Marcos smiled as her name crossed his sight. Alexi was a baby who always made him smile. She’d blow bubbles in her water and laugh whenever Marcos pulled ridiculous faces he used to pull with Zantl. She reminded him of them as a child, when they were still innocent and playful, and Marcos wanted to protect people like that for as long as he could.

Alexi’s feeding time was a half hour ago, but Marcos didn’t trust many of the Guards who worked down here. Every week there were more reports of mistreatment and abuse he sought to correct. This led him to taking over most of the burpings, feedings, changing, and general care many of those who lived in the Asilo didn’t get.

The double doors opened. The lights flickered. The atmosphere was dense and wet and smelled of salt and iron.

He passed doctors wearing surgical masks. He avoided the operating rooms and testing labs. Nothing could be done there. He couldn’t stop what the Líders wanted done.

He entered the room that housed Alexi. The walls appeared blue by how the water in her tank shone through the fluorescence. There were no toys here for baby enrichment. Just an empty room with a chair in the corner, a refrigerator that kept her food cold, and a tank that sunk through the floor and connected to the other tanks around this level.
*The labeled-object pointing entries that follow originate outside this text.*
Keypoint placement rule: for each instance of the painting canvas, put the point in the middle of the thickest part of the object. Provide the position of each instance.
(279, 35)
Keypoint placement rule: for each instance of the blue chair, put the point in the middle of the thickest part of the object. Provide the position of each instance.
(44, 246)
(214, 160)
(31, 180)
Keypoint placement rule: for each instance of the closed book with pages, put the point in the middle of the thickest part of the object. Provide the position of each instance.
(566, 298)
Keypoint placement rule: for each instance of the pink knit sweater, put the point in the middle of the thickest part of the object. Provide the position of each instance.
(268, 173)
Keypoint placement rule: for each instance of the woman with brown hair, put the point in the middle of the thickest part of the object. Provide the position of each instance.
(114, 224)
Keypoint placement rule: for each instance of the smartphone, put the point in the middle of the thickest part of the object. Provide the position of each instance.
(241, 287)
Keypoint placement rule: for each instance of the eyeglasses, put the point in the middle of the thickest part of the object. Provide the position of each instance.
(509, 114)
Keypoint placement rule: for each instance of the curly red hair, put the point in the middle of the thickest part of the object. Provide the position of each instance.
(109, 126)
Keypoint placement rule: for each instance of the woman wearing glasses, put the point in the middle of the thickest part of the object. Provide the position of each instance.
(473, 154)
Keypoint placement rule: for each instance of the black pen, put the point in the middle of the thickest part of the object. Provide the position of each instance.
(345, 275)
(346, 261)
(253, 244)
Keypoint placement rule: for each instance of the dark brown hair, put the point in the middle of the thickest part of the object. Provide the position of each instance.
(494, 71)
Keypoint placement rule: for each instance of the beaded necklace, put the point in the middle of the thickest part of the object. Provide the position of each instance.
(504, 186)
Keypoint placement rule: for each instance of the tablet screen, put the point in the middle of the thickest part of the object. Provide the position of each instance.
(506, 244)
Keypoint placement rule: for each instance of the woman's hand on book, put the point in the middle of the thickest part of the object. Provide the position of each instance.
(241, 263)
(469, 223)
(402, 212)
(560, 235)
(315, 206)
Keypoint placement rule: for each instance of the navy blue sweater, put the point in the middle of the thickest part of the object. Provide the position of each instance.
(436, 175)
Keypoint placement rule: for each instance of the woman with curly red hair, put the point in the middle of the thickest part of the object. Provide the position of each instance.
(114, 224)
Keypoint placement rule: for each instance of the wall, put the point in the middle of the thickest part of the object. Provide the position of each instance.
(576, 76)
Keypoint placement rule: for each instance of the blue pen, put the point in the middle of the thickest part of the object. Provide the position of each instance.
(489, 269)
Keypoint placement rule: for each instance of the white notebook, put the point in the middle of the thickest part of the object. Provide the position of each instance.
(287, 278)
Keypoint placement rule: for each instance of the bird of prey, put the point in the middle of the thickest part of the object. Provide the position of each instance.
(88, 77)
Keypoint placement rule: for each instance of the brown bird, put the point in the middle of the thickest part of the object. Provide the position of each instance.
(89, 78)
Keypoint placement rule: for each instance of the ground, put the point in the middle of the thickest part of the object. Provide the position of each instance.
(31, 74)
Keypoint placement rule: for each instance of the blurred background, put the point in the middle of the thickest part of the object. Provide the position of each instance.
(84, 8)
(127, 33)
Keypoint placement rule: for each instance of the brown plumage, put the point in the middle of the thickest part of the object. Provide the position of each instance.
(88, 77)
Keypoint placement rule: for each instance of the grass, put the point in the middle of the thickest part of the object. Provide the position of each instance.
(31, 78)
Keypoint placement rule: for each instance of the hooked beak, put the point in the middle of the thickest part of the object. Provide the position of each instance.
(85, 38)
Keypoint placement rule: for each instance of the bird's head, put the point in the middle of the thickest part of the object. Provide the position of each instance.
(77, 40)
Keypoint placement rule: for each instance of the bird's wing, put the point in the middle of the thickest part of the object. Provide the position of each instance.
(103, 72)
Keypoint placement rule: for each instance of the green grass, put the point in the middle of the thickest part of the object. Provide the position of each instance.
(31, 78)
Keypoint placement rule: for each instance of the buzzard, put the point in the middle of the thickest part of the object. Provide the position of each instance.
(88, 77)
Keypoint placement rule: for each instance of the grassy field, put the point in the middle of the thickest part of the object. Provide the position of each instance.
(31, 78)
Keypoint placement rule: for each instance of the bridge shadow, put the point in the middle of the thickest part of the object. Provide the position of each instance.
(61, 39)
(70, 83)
Stripping off his clothes, Marcos donned one of the waterproof slips that hung on the wall and took out a bowl that’d be Alexi’s dinner. It was usually a mush of meat that smelled like her. Marcos knew the ingredients but didn’t know how the Líders’ chefs prepared it.

He opened the locked hatch atop the tank, tested the water’s salinity level, and plunged into the darkening water.

For some reason, whenever Marcos entered a pool of water, he didn’t drown. He didn’t short-circuit or receive water damage, even though the holes in his ears and mouth should’ve made it so.

And no one, not even the Líders, knew why.